IAB-Studie: Kinderarmut ist in Deutschland oft Dauerzustand

Kinder, die einmal von Armut betroffen sind, bleiben es meistens länger: Zwei Drittel der betroffenen Kinder leben dauerhaft oder wiederkehrend in einer Armutslage; nur ein Drittel von ihnen erlebt das als temporäre Erfahrung. Neue familienpolitische Instrumente mahnen Sozial- und Familienverbände nach Erscheinen der Ergebnisse einer Studie des Instituts für Arbeitsmarkt- und Berufsforschung (IAB) im Auftrag der Bertels­mann Stiftung. 
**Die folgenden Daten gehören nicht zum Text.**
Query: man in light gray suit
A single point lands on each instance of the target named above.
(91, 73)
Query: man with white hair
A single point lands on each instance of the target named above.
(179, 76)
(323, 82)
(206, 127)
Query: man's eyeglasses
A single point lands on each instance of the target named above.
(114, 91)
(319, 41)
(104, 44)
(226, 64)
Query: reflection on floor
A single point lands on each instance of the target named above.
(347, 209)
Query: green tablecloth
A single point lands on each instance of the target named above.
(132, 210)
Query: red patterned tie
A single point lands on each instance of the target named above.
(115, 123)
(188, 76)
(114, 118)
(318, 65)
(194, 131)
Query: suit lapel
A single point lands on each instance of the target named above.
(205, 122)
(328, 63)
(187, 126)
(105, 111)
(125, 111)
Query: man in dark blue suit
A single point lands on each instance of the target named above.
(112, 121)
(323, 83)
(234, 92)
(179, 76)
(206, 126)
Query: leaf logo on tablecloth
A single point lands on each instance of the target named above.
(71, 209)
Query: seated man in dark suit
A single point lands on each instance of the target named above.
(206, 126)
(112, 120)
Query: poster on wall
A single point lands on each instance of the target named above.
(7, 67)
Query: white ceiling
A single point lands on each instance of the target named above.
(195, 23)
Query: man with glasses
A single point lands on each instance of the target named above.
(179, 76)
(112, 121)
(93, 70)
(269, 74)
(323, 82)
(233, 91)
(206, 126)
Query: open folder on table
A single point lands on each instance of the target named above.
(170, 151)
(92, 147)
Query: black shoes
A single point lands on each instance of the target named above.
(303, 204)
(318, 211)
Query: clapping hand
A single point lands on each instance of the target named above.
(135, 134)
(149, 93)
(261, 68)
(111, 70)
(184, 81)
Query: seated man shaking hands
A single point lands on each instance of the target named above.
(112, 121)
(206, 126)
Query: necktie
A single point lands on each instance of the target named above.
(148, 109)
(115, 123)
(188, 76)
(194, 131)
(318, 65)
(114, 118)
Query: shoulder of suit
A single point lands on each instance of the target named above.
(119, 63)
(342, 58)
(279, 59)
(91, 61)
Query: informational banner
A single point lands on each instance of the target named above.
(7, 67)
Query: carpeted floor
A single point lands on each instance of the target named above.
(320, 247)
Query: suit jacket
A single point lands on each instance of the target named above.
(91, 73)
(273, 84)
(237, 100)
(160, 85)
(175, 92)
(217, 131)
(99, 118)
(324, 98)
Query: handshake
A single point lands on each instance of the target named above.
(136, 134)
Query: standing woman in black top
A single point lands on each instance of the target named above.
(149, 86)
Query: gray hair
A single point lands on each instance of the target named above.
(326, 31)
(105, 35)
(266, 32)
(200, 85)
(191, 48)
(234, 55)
Rund 21 Prozent aller Kinder in Deutschland leben über eine Zeit­spanne von mindestens fünf Jahren dauerhaft oder wiederkehrend in einer Armutslage. Für weitere zehn Prozent ist dies ein kurzzeitiges Phänomen. Zu diesen Ergebnissen kommt eine neue IAB-Studie,

Über einen Zeitraum von fünf Jahren hinweg haben die Forscher im Auftrag der Bertelsmann Stiftung jährlich die Einkommenssitu­ation von Familien untersucht. In einer Armutslage leben laut Definition in dieser Studie Kin­der in Familien, die entweder mit weniger als 60 Prozent des durchschnittlichen Haushalts­nettoeinkommens auskommen müssen oder staatliche Grundsicherungsleistungen beziehen. Die Forscher haben im Ergebnis drei besonders gefährdete Gruppen differenziert, die überproportional häufig betroffen sind: 

  • Kinder von allein­erziehenden Eltern,
  • Kinder mit mindestens zwei Geschwistern oder
  • Kinder mit geringqualifizierten Eltern s

Armut heißt für Kinder auf vieles verzichten zu müssen, was für andere ganz normal zum Aufwachsen und Leben dazu gehört. Um solche Verzichtserfahrungen von Kindern in armen Familien greifbar zu machen, wurde für 23 Güter und Aspekte sozialer Teilhabe abgefragt, ob diese in den Familien aus fi­nanziellen Gründen fehlen. Die Liste umfasst eine ausreichend große Wohnung, eine Wasch­maschine oder einen internetfähigen Computer, aber auch die Möglichkeit, monatlich einen festen Betrag sparen zu können.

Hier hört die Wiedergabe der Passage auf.